La Géorgie est plus proche d'un soi-disant projet de loi sur la liberté religieuse qu'elle ne l'a été depuis près d'une décennie après qu'un comité de la Chambre ait adopté un projet de loi mercredi.
Le projet de loi du Sénat du Sénat du sénateur républicain d'Acworth Ed Setzler est maintenant à la hauteur d'un vote complet de la Chambre, qui l'enverrait au bureau du gouverneur Brian Kemp.
C'est le plus loin, un acte de restauration de la liberté religieuse, ou projet de loi RFRA, est venu en Géorgie depuis 2016, lorsque alors Gov. Nathan Deal a opposé son veto à une mesure similaire après avoir déclenché un tollé des défenseurs LGBTQ et de grands employeurs de l'État.
La poussée de près d'une décennie pour les protections religieuses a commencé après que la Cour suprême des États-Unis a rendu sa décision de mariage homosexuelle historique en 2015.
Setzler affirme que le projet de loi protégera les Géorgiens religieux contre les gouvernements des États et locaux de la même manière que le premier amendement fait au niveau fédéral. Il donne souvent des exemples de bénéficiaires de la RFRA d'autres États, y compris une femme musulmane voilée qui a été autorisée à être photographiée dévoilée pour son permis de conduire dans une salle privée par une femme photographe afin de ne pas violer sa religion.
Les adversaires se réfèrent plutôt à des exemples de couples de même sexe ont nié des services dans les magasins ou d'autres entreprises.
Les détracteurs soutiennent que parce que la Géorgie n'a pas de loi sur les droits civiques, les projets de loi de la RFRA fourniraient à Carte Blanche pour discriminer les Géorgiens LGBTQ et autres sous la feuille de religion. Lors d'une audience précédente du comité, les législateurs ont inséré un amendement comprenant des protections des droits civiques, mais cet amendement a été éliminé avant le vote de mercredi.

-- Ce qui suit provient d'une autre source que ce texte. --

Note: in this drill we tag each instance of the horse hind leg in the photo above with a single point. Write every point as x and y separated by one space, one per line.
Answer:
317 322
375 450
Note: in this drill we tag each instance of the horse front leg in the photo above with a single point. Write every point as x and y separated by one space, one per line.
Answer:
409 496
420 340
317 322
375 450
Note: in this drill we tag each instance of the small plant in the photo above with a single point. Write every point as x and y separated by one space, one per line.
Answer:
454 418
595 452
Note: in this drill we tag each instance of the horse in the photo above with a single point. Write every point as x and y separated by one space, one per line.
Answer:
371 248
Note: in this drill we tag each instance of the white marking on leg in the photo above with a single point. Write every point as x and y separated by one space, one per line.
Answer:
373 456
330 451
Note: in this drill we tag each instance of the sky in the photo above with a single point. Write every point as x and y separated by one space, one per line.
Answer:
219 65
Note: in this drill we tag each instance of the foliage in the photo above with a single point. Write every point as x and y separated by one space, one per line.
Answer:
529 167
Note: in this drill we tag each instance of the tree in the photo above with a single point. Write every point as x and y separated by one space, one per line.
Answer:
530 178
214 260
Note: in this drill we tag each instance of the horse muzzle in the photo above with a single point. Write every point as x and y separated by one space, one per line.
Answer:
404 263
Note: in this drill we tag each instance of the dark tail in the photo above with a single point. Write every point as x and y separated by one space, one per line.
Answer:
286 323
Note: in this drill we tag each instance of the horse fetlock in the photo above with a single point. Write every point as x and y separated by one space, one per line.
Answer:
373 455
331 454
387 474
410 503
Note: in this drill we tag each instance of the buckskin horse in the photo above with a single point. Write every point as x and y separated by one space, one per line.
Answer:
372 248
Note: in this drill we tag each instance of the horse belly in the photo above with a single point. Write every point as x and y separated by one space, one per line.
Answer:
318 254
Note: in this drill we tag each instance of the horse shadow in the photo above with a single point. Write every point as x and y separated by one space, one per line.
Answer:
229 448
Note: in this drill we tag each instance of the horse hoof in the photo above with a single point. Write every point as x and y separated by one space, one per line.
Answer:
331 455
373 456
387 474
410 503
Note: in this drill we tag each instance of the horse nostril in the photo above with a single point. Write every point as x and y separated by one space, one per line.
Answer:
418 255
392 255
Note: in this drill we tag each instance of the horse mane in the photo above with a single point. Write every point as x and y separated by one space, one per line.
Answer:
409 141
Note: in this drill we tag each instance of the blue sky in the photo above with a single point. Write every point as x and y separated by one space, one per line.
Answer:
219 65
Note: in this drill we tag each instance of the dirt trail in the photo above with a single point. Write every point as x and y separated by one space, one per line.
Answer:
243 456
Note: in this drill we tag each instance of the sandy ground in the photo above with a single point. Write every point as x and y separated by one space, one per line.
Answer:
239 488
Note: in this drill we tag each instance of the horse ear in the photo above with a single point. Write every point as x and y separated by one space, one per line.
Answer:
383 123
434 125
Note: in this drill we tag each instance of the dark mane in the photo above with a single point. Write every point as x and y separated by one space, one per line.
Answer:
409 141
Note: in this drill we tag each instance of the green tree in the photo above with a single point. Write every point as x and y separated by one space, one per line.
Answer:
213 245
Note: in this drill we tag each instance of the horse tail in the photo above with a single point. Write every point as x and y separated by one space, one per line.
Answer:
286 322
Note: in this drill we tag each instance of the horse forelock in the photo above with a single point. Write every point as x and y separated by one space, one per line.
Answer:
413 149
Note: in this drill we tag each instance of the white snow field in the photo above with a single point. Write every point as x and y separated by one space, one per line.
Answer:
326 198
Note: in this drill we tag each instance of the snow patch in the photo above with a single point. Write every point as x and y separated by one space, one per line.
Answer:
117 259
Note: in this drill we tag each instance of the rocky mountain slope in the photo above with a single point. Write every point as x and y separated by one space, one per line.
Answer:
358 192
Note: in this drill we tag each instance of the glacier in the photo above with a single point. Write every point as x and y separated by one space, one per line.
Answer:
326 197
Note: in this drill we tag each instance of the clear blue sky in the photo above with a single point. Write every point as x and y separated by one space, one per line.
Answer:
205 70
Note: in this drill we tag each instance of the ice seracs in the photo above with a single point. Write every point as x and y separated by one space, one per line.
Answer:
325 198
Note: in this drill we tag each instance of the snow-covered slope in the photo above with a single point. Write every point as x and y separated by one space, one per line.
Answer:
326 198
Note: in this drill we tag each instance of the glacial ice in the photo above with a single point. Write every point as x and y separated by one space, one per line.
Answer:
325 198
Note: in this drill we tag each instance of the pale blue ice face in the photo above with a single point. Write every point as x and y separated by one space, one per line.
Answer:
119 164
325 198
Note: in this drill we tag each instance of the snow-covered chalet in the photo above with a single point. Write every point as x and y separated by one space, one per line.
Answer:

Setzler a présenté le projet de loi comme un compromis car il n'empêche pas les gouvernements locaux d'instituer leurs propres ordonnances anti-discrimination.
« Ce projet de loi prend spécifiquement la route du milieu, ne s'entend pas après les ordonnances locales qui élèvent les droits de certains groupes de personnes », a-t-il déclaré. «Cela n'invalide pas les droits des personnes de foi, il prend la route du milieu. Il permet à ces ordonnances locales de rester en place tandis que les droits des personnes de foi ont le poids qu'ils devraient recevoir dans notre système juridique. Cette approche équilibrée n'est pas ce qui a été repris en 2016.»
« Et je pense que nous reconnaissons en reflétant exactement la langue fédérale, en suivant notre gouverneur en insistant sur la langue qui fait exactement cela, rien de plus, rien de moins, pas de changements », a-t-il ajouté. «C'est pourquoi ces modifications sont sorties du comité. Nous n'avons pas besoin de faire ces modifications à notre cadre fédéral et (plutôt) de simplement prendre les mêmes protections qui existent en droit fédéral, appliquer ces protections aux gouvernements des États et locaux.»
Le représentant démocrate d'Atlanta, Stacey Evans, a déclaré qu'elle aurait soutenu le projet de loi avec l'amendement des droits civils, mais elle avait de sérieuses objections sans elle.
« Ce projet de loi donnera une licence pour discriminer, c'est exactement ce qu'elle fait », a-t-elle déclaré. «Et toutes les tentatives pour s'assurer que ce n'est pas vrai, toutes les tentatives pour s'assurer qu'il s'agit vraiment de s'assurer que les gens peuvent exercer leurs croyances religieuses, tout cela pourrait être pris en charge si nous étions également respectés. Chaque temps, ces amendements ont été rejetés. L'intention de cet organe de discriminer, alors pourquoi sommes-nous opposés aux amendements qui montrent clairement que nous ne discriminons pas? »
Le projet de loi pourrait se rendre à un vote complet à la Chambre à tout moment avant la fin de la session législative le 4 avril.